Con la prosa asciutta e l'anima raffreddata dal Buran, Kozlov sciorinò ogni azione da quando aveva lasciato la piazza d'armi e aveva preso in consegna una Lusia barcollante, drogata dalla mistura che il medico del Forte le aveva dato da bere, fino al momento in cui aveva chiuso il lucchetto della catena e si era allontanato con la scialuppa.

Avery pensò che Lusia non avesse lasciato alcun messaggio per lui. Pensò a quale fosse stata l'ultima parola che le aveva rivolto. Forse "A domani", forse il silenzio di un bacio.

Kozlov non poteva dirgli, e non lo fece, che l'aveva udita chiamarlo e che il grido era una supplica.

«Ho chiesto alla Sirena di restituirmi il corpo» disse Avery dopo che ebbe ripreso dominio di sé. «Siccome non mi fido di lei, ho pensato di utilizzare lo scafandro che ho fatto riparare.»

Il secondo ufficiale non parlò.

«Ci ho riflettuto quando sono tornato sulla nave, al momento non avevo pensato alla possibilità. Andrò sotto a sincerarmi che... vi ho chiamato per avere la parte di razionalità che mi manca. Cosa potrei riavere dopo due anni in un mare che è tiepido in ogni stagione?»

«Non l'avete chiesto al dottore? Potrei dirvi delle sciocchezze.»

Le esatte parole di Patterson erano state: Bene, non siete ancora contento, con voi non serve l'etere. Non eseguirò, nemmeno se minaccerete di mettermi ai ferri, un'autopsia su un cadavere che è rimasto in mare per due anni e mezzo. E di seguito aveva parlato di ristagno di sangue, macchie, pelle che veniva via come una calza, macerazione e saponificazione.

«So che non ho alcun diritto di dirvelo, ma vi prego di non farlo. Non vi siete esercitato, non avete idea della difficoltà e delle reazioni del corpo. Io ho rischiato di morire, ve ne parlo con il senno, e se non fosse stato per la Sirena sarei un cadavere.»

Avery parve non aver ascoltato quando disse: «Verrete anche voi, suppongo. Dovremo essere in due a trasportarla. Ci servirà della tela cerata dove avvolgere i resti».

Kozlov si riservò la facoltà di tacere.

«Avete parlato con lei.»

«Capitano, non immaginate una conversazione. È una divinità e noi siamo chi esegue il suo volere. Lei ordinava e io obbedivo.»

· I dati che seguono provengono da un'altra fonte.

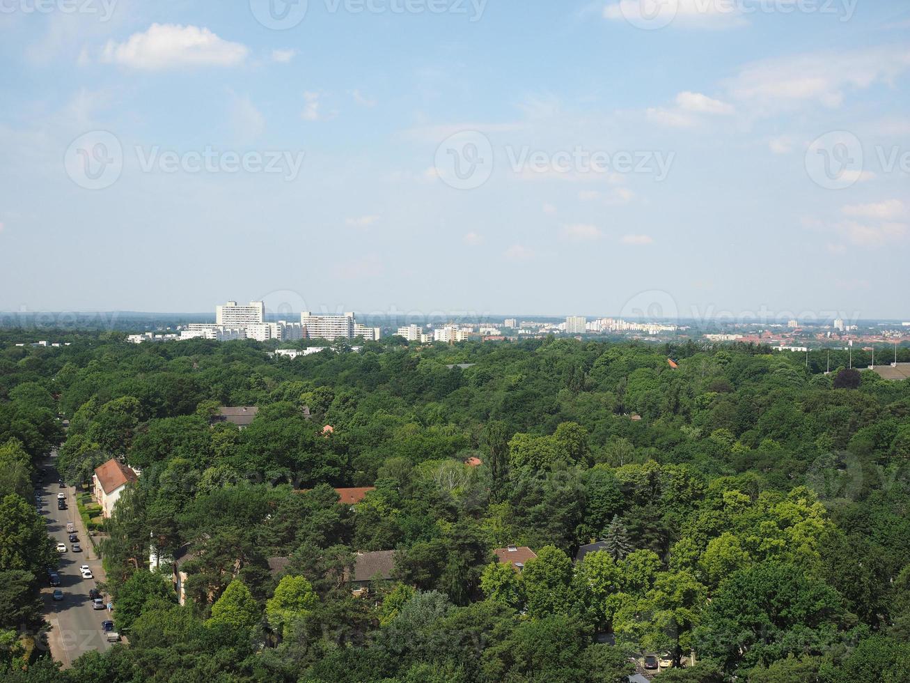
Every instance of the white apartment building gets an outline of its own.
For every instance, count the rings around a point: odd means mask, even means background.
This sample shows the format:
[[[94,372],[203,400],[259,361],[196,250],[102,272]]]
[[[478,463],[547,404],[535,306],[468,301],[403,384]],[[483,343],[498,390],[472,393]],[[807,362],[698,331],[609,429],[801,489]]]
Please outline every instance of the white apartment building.
[[[363,337],[364,342],[379,342],[382,337],[382,328],[380,327],[367,327],[365,325],[359,325],[354,323],[354,336]]]
[[[570,315],[566,318],[566,334],[584,334],[587,331],[588,319],[581,315]]]
[[[399,327],[398,331],[398,335],[399,337],[404,337],[409,342],[420,342],[420,337],[423,335],[423,330],[420,325],[408,325],[407,327]]]
[[[237,301],[228,301],[215,309],[215,324],[222,327],[246,327],[266,320],[265,301],[250,301],[248,306],[238,306]]]
[[[336,339],[353,339],[356,321],[353,313],[313,315],[309,311],[304,311],[300,313],[300,324],[303,325],[305,339],[332,342]]]

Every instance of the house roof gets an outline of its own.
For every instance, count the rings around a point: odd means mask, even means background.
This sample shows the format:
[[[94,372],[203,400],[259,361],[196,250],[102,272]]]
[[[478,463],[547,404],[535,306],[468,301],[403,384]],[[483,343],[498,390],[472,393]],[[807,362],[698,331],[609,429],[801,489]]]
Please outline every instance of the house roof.
[[[359,488],[337,488],[335,492],[340,498],[339,503],[353,505],[362,502],[367,497],[367,494],[375,490],[376,486],[360,486]]]
[[[268,563],[268,573],[274,577],[288,568],[290,557],[268,557],[266,562]]]
[[[372,553],[358,553],[354,558],[354,581],[369,581],[376,576],[390,578],[395,566],[394,550],[377,550]],[[345,573],[350,578],[350,573]]]
[[[248,427],[259,412],[255,405],[222,405],[213,418],[215,422],[228,422],[238,427]]]
[[[493,551],[500,562],[508,562],[516,569],[521,569],[528,560],[537,557],[537,553],[527,545],[507,545]]]
[[[588,553],[596,553],[598,550],[606,550],[607,544],[603,541],[598,541],[597,543],[589,543],[587,545],[582,545],[575,553],[575,562],[581,562],[584,559],[584,556]]]
[[[96,467],[95,476],[98,478],[98,484],[105,494],[111,494],[124,484],[139,479],[133,470],[119,460],[108,460],[100,467]]]

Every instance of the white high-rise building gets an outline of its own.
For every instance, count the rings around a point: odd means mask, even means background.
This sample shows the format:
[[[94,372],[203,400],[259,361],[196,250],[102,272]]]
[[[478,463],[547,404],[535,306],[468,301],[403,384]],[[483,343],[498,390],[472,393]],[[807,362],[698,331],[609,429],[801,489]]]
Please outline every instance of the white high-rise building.
[[[566,334],[584,334],[587,331],[588,319],[581,315],[570,315],[566,318]]]
[[[215,309],[215,324],[221,327],[246,327],[266,320],[265,301],[250,301],[248,306],[238,306],[237,301],[228,301]]]
[[[356,321],[353,313],[313,315],[308,311],[300,313],[300,324],[303,325],[306,339],[332,342],[336,339],[353,339]]]
[[[357,322],[354,323],[354,336],[363,337],[364,342],[378,342],[382,337],[382,328],[367,327]]]
[[[409,342],[420,342],[420,337],[423,336],[423,330],[420,329],[420,325],[408,325],[407,327],[399,327],[398,335],[404,337]]]

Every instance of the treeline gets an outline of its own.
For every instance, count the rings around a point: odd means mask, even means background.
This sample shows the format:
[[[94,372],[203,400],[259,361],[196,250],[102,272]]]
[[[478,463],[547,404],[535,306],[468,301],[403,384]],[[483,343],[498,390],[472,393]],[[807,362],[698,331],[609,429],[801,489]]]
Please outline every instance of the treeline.
[[[39,455],[59,412],[71,483],[111,457],[141,472],[104,546],[129,647],[9,676],[619,681],[666,653],[698,664],[665,683],[910,680],[910,385],[805,360],[552,339],[294,361],[249,342],[6,346],[0,443]],[[222,405],[258,413],[213,425]],[[349,486],[374,490],[339,505]],[[521,573],[495,562],[510,545],[536,553]],[[152,548],[181,563],[185,605]],[[354,596],[355,554],[381,550],[391,576]]]

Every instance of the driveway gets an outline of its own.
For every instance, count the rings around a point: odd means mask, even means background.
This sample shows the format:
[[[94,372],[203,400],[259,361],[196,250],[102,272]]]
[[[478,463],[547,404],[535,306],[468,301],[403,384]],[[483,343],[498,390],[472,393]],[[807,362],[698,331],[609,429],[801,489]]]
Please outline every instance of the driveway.
[[[48,534],[55,543],[66,545],[66,552],[60,554],[60,568],[57,570],[60,576],[59,588],[63,591],[64,599],[55,602],[51,598],[54,588],[49,586],[46,578],[45,583],[47,586],[42,588],[41,595],[45,619],[51,625],[47,635],[51,655],[66,668],[86,652],[106,650],[111,647],[105,638],[101,622],[113,617],[106,609],[92,609],[88,590],[96,587],[96,581],[105,580],[105,572],[76,509],[76,489],[72,486],[59,488],[57,484],[56,460],[55,452],[45,461],[43,466],[47,474],[37,492],[42,494],[41,500],[44,501],[42,515],[49,520]],[[57,510],[56,498],[59,493],[66,494],[66,510]],[[66,532],[67,522],[73,523],[76,528],[74,533],[79,536],[78,543],[82,546],[80,553],[74,553],[72,550],[73,544],[69,542],[69,534]],[[80,565],[88,565],[95,579],[82,578]],[[108,599],[106,596],[106,602]]]

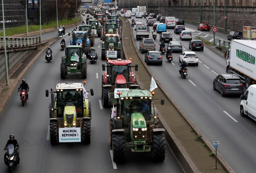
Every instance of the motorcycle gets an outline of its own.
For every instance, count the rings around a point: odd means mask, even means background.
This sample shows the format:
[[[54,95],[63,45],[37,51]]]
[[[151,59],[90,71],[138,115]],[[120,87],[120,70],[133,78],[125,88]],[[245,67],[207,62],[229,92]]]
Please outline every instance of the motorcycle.
[[[64,50],[64,49],[66,48],[66,44],[63,42],[61,42],[60,43],[61,43],[61,51],[63,51]]]
[[[45,60],[47,61],[47,62],[49,62],[50,61],[53,59],[53,56],[52,53],[51,53],[51,50],[47,49],[45,52],[46,55],[45,55]]]
[[[18,88],[18,91],[21,92],[20,93],[20,96],[21,96],[21,100],[22,106],[24,106],[24,104],[25,102],[27,102],[27,100],[28,99],[27,92],[29,91],[29,90],[25,90],[24,89],[21,90]]]
[[[13,144],[9,144],[7,148],[7,151],[4,154],[4,163],[8,167],[10,172],[12,172],[14,166],[20,163],[19,157],[19,149]]]

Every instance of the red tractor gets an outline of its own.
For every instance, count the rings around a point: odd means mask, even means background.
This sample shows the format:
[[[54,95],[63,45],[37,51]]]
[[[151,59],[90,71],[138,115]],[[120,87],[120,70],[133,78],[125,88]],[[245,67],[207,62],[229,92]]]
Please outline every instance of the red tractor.
[[[104,72],[102,75],[102,80],[101,97],[103,99],[104,107],[109,106],[109,93],[118,96],[117,93],[122,89],[131,90],[138,88],[139,85],[135,84],[135,75],[131,70],[131,68],[135,67],[135,71],[138,71],[138,65],[131,66],[131,59],[129,60],[109,59],[106,66],[102,64],[103,71],[104,71],[105,67],[107,67],[107,71]],[[114,97],[113,96],[111,96],[111,97]]]

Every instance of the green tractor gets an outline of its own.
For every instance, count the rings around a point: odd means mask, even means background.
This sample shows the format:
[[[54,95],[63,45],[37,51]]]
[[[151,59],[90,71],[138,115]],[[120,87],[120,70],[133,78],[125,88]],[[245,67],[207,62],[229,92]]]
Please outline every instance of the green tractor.
[[[116,105],[116,114],[111,114],[110,116],[114,161],[124,161],[126,149],[135,153],[151,152],[154,161],[164,160],[165,130],[159,128],[158,111],[152,102],[152,93],[146,90],[123,90],[117,98],[113,93],[109,93],[110,103]],[[164,104],[164,100],[161,99],[161,104]]]
[[[95,43],[94,33],[92,30],[92,26],[90,25],[80,25],[78,26],[78,30],[87,31],[87,36],[90,37],[90,43],[91,46],[93,46]]]
[[[85,90],[80,83],[58,83],[56,91],[46,90],[45,96],[48,97],[50,92],[51,96],[49,113],[51,145],[58,142],[90,143],[91,100],[85,98],[87,98]],[[93,89],[89,92],[93,96]]]
[[[68,72],[80,72],[83,78],[86,78],[87,73],[86,56],[82,53],[81,46],[68,46],[65,54],[62,56],[61,64],[61,78],[65,79]]]
[[[94,35],[98,35],[98,37],[101,37],[102,27],[99,21],[98,20],[91,20],[89,21],[89,24],[92,26],[92,31]]]
[[[101,59],[104,60],[121,58],[121,38],[117,34],[106,34],[102,43]]]

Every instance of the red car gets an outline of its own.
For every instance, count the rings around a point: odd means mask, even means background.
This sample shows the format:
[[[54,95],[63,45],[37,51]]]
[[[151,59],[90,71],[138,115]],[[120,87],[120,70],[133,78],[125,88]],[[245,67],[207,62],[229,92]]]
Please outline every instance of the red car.
[[[209,31],[210,30],[210,27],[206,23],[201,23],[200,25],[197,26],[197,30],[201,31],[206,30]]]

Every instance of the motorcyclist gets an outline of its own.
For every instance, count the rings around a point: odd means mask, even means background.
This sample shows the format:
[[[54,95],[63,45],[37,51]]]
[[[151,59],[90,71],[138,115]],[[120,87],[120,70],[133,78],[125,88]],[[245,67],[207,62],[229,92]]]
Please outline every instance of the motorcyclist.
[[[20,145],[19,145],[19,144],[18,144],[18,142],[17,142],[17,140],[14,138],[14,134],[11,134],[10,135],[10,136],[9,136],[9,137],[10,138],[10,139],[7,141],[7,143],[6,143],[6,145],[5,145],[5,146],[4,147],[4,150],[7,150],[7,148],[8,147],[8,146],[10,144],[13,144],[13,146],[15,147],[17,147],[16,148],[16,153],[18,154],[18,159],[17,161],[17,163],[19,164],[20,163],[20,156],[19,154],[19,149],[20,148]]]
[[[20,85],[20,87],[18,88],[19,90],[23,90],[23,89],[25,90],[25,91],[26,91],[25,92],[27,93],[27,100],[29,99],[29,94],[28,94],[28,92],[29,91],[29,85],[26,83],[26,80],[25,79],[22,79],[22,83],[21,84],[21,85]],[[21,93],[20,94],[20,96],[21,96]]]

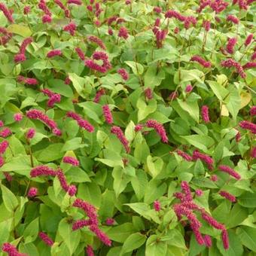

«Kozlov, ci siamo messi alle spalle la menzogna. So che siete un conversatore garbato, e altrettanto bene so che non siete incline a essere rivoltato come un guanto. La vostra è una rivolta silente, ma sempre di rivolta si tratta. Vi conosco nello stesso modo in cui conoscete me e i miei vizi. Di certo le avrete chiesto i motivi del rituale.»

«Mi ha parlato di cose che vorrei non sapere.» Il secondo ufficiale elencò il ciclo di distruzione e rinascita di cui la Sirena era fautrice, e aggiunse una considerazione che stupì Avery. «Ha qualcosa di umano nel modo in cui vi ama. E di deprecabile nel modo in cui vi vuole. Non si considera una divinità, o perlomeno, sa di essere una divinità schiava del ruolo. Me l'ha detto chiaramente. Canta per i sacrificati per evitare che le grida richiamino la gente che li potrebbe liberare, ed è qualcosa da condannare, e lo fa per consolarli.»

«È un'assassina. E voi non potete esimervi dal provare pietà per lei.»

Kozlov non rispose.

«Vi comprendo, Borya. La passione è un contagio.»